Abstract

This essay seeks to explain a riddle peculiar to the contemporary nexus of post-Marxism and Cultural Studies: the improbable return of the misrecognition thesis. For traditional Marxism, misrecognition denoted the definitive ideological effect that concealed objective conditions of exploitation, and the critical task was to unmask this reality, fostering revolutionary consciousness. By contrast, for the Frankfurt School and Althusserian Marxism misrecognition was a constitutive element of domination itself. The critical task was to undermine the dominant power by exposing its reliance on misrecognition. For critics of this tradition, such as Foucault, Lyotard and Baudrillard, the misrecognition thesis was itself an error impeding critique. Yet the misrecognition thesis has returned as a pivotal feature of post-Marxist cultural critique that rejects the concept of false consciousness. In the work of theorists as different as Jameson, Laclau and Žižek, misrecognition persists in the mode of a nostalgia for a lost object which, though fictitious, is therefore deemed indispensable.

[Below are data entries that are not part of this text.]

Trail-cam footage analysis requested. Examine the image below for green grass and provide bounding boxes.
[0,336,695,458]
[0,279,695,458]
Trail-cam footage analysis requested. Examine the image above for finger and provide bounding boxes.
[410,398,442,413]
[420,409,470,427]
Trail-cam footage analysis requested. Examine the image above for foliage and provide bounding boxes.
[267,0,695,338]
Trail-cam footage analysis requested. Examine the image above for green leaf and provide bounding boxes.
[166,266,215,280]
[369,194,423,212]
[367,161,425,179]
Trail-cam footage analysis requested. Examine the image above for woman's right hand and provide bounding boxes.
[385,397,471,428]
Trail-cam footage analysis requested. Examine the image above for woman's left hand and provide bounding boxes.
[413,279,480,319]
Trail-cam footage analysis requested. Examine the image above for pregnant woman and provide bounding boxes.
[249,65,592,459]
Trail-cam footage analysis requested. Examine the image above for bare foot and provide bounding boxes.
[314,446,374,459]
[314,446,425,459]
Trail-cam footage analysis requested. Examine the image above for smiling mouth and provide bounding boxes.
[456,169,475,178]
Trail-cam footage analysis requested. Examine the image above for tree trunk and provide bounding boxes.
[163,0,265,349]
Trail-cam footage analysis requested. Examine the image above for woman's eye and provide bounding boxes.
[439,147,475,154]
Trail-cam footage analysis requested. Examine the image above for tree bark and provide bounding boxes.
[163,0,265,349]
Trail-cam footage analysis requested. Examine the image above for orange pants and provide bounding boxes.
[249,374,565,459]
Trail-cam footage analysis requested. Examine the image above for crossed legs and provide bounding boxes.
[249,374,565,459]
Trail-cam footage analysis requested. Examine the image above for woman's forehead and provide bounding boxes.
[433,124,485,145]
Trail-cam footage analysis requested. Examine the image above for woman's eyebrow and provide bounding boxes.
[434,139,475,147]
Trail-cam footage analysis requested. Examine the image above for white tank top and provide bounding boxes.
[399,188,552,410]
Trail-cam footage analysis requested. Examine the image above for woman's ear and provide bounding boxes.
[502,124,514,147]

To account for this predicament, I draw on the work of Niklas Luhmann to argue that compelling the appearance of misrecognition is the very mode of performative efficacy and legitimating force characteristic of reflexive operations comprising social life. In effect, misrecognition is (re)produced as a kind of virtuality whose discursive existence takes the form of an endlessly unmasked object, appearing in the course of its own disappearance. This means that politically engaged cultural critique must confront its investment in the misrecognition thesis as a product of the very discursive processes it aims to transform.